Digital statt analog – Nachbarschaftsgespräche in Ursenwang

Wie sieht eine gute Nachbarschaft in Ursenwang, Manzen und St. Gotthardt aus? Wie kommen Jüngere und Ältere – auch außerhalb der Familie – zusammen? Die Antworten hierauf sollen im Nachbarschaftsgespräch diskutiert und Projekte hierzu entwickelt werden.
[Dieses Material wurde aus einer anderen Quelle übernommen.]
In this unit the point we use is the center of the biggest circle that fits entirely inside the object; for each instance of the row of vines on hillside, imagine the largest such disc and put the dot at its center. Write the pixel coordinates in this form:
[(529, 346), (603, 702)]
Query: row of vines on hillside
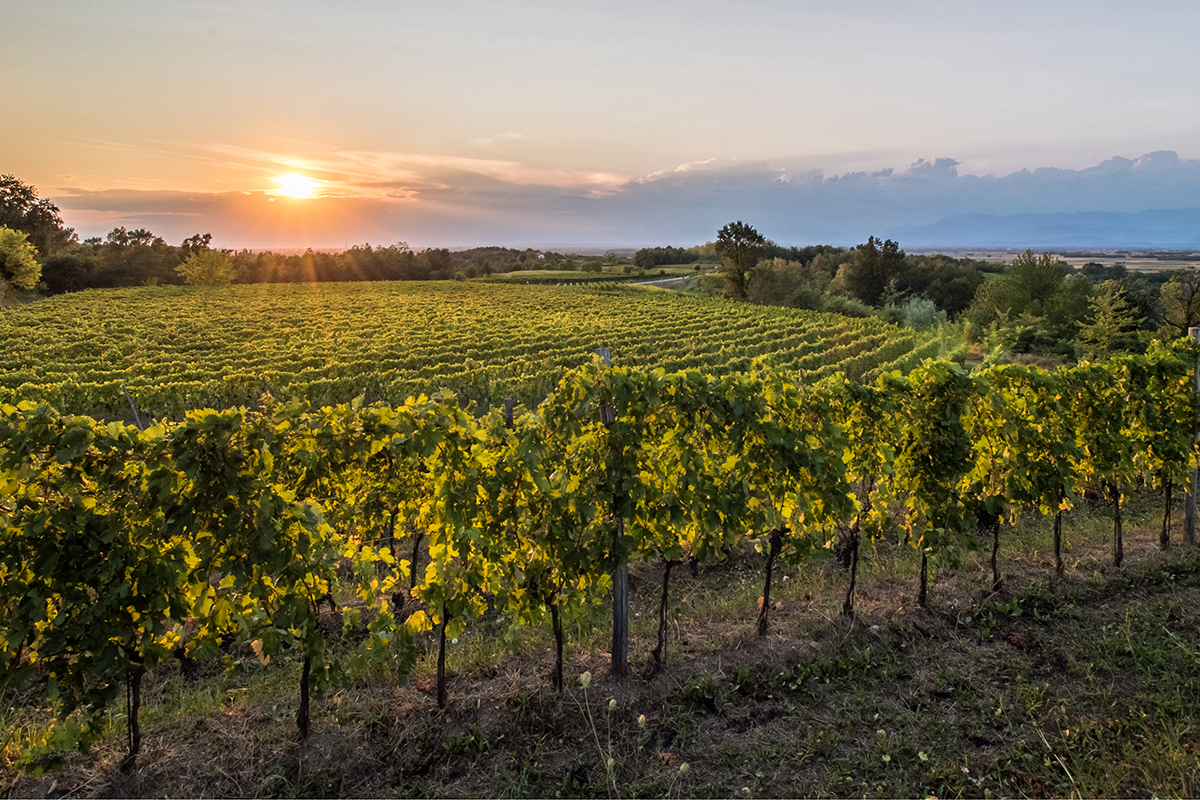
[(120, 547), (173, 349)]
Nach der Postkarten-Aktion mit über 155 Rücksendungen, die Anregungen und Wünsche zu Tage trugen, folgt nun der nächste Schritt unter der weiteren Beteiligung der Bürgerschaft. Coronabedingt kann jedoch keine Präsenzveranstaltung durchgeführt werden. Stattdessen wird das Nachbarschaftsgespräch in den virtuellen Raum verlegt. Erste gute Erfahrungen konnten bereits beim „Digitalen Plaudern“ im November im Rahmen des nachbarschaftlichen Projekts gesammelt werden.
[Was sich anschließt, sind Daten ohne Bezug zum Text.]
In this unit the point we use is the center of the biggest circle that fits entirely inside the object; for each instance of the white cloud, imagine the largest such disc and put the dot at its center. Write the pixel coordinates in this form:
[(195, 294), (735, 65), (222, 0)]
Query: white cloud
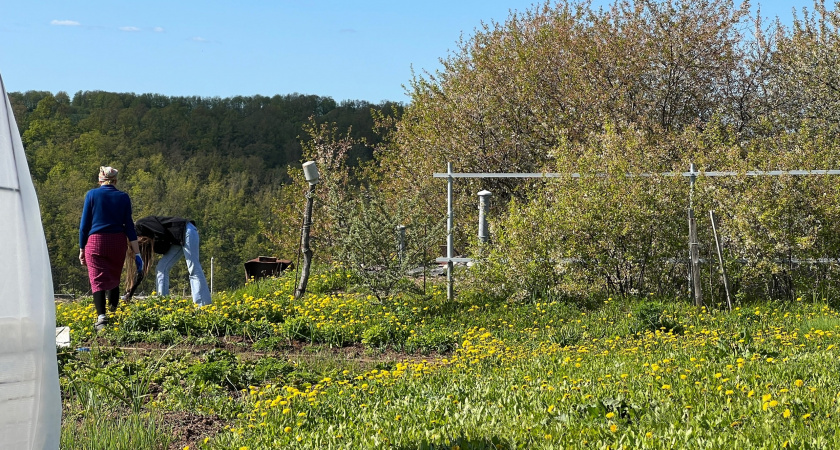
[(66, 23)]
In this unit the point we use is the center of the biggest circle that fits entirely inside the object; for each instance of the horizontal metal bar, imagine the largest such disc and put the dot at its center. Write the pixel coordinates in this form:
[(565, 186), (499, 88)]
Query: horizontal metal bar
[(749, 173), (445, 259)]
Aufgeteilt in unterschiedlichen Altersgruppen sind zwei digitale Nachbarschaftsgespräche angedacht. Der erste Termin ist vorgesehen für junge Erwachsene und Familien. Zielgruppe des zweiten Termins sind die „(Un-)Ruheständler“, ältere Menschen mit Berufs- und Lebenserfahrung. Eingebunden werden die Ergebnisse der bereits durchgeführten Postkarten-Aktion im vergangenen Jahr. Die häufigsten Stimmen errang dabei „Angebote für Kinder, Jugendliche und Ältere in Ursenwang/Manzen“. Gemeinsam mit den Bürger/-innen sollen Ideen und Anregungen in Projekte einfließen.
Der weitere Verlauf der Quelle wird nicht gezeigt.